JGCRI / cassandra

Human-earth system multi-scale model coupling framework
Other
5 stars 3 forks source link

Ensure MPI_ABORT is called on errors #37

Closed rplzzz closed 5 years ago

rplzzz commented 5 years ago

See details here:

https://mpi4py.readthedocs.io/en/stable/mpi4py.run.html

rplzzz commented 5 years ago

Confirmed: this bug will cause the system to hang if one of the components throws an exception. During the development of the MP branch, at one point I was iterating over the dictionary of outstanding tasks and removing the ones that had completed. This should have raised an exception and crashed the system.

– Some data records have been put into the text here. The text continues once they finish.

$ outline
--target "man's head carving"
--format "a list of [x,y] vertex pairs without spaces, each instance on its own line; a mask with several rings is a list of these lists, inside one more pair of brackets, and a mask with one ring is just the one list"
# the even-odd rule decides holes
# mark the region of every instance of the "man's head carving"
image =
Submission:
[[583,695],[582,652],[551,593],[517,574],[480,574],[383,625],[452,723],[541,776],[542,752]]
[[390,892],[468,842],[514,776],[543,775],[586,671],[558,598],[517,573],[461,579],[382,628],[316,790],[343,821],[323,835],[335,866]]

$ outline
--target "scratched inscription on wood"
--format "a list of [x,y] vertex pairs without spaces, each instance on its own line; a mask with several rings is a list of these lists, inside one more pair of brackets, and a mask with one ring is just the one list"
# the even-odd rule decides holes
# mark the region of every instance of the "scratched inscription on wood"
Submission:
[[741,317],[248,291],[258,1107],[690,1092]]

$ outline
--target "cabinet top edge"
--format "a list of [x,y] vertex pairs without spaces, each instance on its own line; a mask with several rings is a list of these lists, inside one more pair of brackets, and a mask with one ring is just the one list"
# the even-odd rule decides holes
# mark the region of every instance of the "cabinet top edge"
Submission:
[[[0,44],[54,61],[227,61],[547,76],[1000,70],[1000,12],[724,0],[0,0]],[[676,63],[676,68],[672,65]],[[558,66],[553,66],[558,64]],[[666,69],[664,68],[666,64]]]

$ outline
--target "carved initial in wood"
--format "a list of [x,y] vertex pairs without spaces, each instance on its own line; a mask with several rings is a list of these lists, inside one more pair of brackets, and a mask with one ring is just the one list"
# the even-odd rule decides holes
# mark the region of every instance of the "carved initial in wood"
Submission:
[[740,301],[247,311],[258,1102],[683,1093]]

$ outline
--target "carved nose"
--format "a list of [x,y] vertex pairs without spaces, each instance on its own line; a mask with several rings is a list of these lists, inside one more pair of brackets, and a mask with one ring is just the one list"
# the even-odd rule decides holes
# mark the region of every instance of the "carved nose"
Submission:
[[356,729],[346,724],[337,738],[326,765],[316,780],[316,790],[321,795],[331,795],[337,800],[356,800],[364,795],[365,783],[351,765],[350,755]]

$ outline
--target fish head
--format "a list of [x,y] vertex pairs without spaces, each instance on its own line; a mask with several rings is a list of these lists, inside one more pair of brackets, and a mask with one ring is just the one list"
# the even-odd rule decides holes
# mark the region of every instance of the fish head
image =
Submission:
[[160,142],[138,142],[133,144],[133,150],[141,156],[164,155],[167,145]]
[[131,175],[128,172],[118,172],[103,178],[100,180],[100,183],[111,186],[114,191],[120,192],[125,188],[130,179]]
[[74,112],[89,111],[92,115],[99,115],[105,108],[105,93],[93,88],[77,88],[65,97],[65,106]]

For example:

d = {1:2, 3:4, 5:6}
for k in d:
    if k==3:
        print(d.pop(k))

When you run this you get:

4
Traceback (most recent call last):
  File "<stdin>", line 1, in <module>
RuntimeError: dictionary changed size during iteration

When it happened in the MP code, however, the result was for the whole system to hang, with no output to stdout.

rplzzz commented 5 years ago

Note also that the fix proposed in the mpi4py docs doesn't require any change to our code, just a change to how we run it (using python -m mpi4py). I think we should be able to just add this to the shebang line of cassandra_main.py. We'd also want to test it by adding an option to the dummy component to throw an exception.

rplzzz commented 5 years ago

Well, crud. The fix described above only works in mpi4py 2.1.0 and above, and PIC has version 2.0.0 installed. Instead of trying to get them to upgrade, I'm going to see if I can just fix the problem by wrapping our main in a try block.